さらに、T-80で採用された9M119M レフレークス対戦車ミサイルの発射が可能である。9M119Mは、戦車から目標に対してビームを照射し、そのビームに乗ってミサイルが目標に向かう、ビームライディング誘導方式を採用している。亜音速で飛翔し、射程は5,000m程度、750-800mm程度の装甲(均質圧延鋼板換算)を貫通するとされる。T-84は、それまでのソ連の戦車と同様に自動装填装置を装備しており、装填手は搭乗していない[1]。
防御装備として、新しい装甲システムのほか、対赤外線防御装置TShU-1-7 シュトーラ1を装備している。これは、地上・上空の敵からの赤外線暗視装置や、赤外線誘導方式の対戦車ミサイルに対して強力な赤外線を照射することにより妨害したり、敵のレーザー照射を妨害する装置で、電子制御で操作される。
T-84は、元となったT-80UD同様にディーゼルエンジン(水平対向ピストンエンジン)を搭載しているが、コンパクトかつ1,200馬力という優れた能力を持つ、この6TD-2エンジンにより26馬力/トンの出力重量比を得て世界有数の高速戦車となっている。

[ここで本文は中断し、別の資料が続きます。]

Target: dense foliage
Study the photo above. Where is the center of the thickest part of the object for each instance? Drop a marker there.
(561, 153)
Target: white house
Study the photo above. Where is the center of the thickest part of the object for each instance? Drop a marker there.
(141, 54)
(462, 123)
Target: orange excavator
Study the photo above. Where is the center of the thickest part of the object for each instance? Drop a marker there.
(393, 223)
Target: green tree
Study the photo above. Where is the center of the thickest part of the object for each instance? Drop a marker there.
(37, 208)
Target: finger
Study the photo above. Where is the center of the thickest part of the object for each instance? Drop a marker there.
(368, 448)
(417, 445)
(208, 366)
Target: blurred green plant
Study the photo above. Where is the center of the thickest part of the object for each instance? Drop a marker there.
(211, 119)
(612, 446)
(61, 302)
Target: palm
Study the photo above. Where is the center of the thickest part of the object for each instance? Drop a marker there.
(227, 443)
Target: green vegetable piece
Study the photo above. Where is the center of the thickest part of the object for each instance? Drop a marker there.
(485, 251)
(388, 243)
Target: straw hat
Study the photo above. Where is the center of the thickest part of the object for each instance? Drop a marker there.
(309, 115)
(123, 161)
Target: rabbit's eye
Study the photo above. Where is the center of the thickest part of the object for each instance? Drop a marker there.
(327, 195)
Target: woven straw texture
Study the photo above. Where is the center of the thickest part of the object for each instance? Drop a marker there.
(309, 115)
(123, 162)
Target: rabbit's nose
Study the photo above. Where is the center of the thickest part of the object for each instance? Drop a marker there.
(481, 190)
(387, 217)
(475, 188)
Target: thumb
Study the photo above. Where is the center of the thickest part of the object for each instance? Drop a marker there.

T-84では運用可能温度範囲も向上され、-40度から+55度までの範囲で車輌・乗員ともに安全な状態で運用ができる。
T-84はエンジン馬力において同世代のT-90A(1000馬力)および最新型のT-90M(1130馬力)に優っており、ウクライナ国防省は走行能力でT-90に優っていると主張している。但し、エンジン馬力の数値はあくまで最大回転数のスペック数値であり、一般に同サイズ・同技術レベルのエンジン同士で一方の最大馬力を上げるとエンジン寿命・燃費・巡航能力は反比例して悪化するため、巡航能力及び整備能力はT-90に軍配が上がるという評価が根強い。
2018年4月、第14独立機械化旅団に配備された5両のT-84U オプロートが、ドイツでの多国間演習「ストロング・リゾルブ2018」と戦車競技「ストロング・ヨーロッパ2018」に参加した[4]。
2022年のロシアによるウクライナ侵攻において、西部作戦管区第14独立機械化旅団に配備されたT-84U オプロートが実戦で使用された[5][6][7]。2025年までに相当数が撃破されたが、主な損失の要因はドローンと砲撃によるものとされる。
ドローンに対する防御力の低さは旧ソ連型戦車に限った話ではなく、2024年からウクライナに投入されたM1エイブラムスやレオパルト2などもドローンおよび徘徊型弾薬により2025年10月までに大半が破壊されている。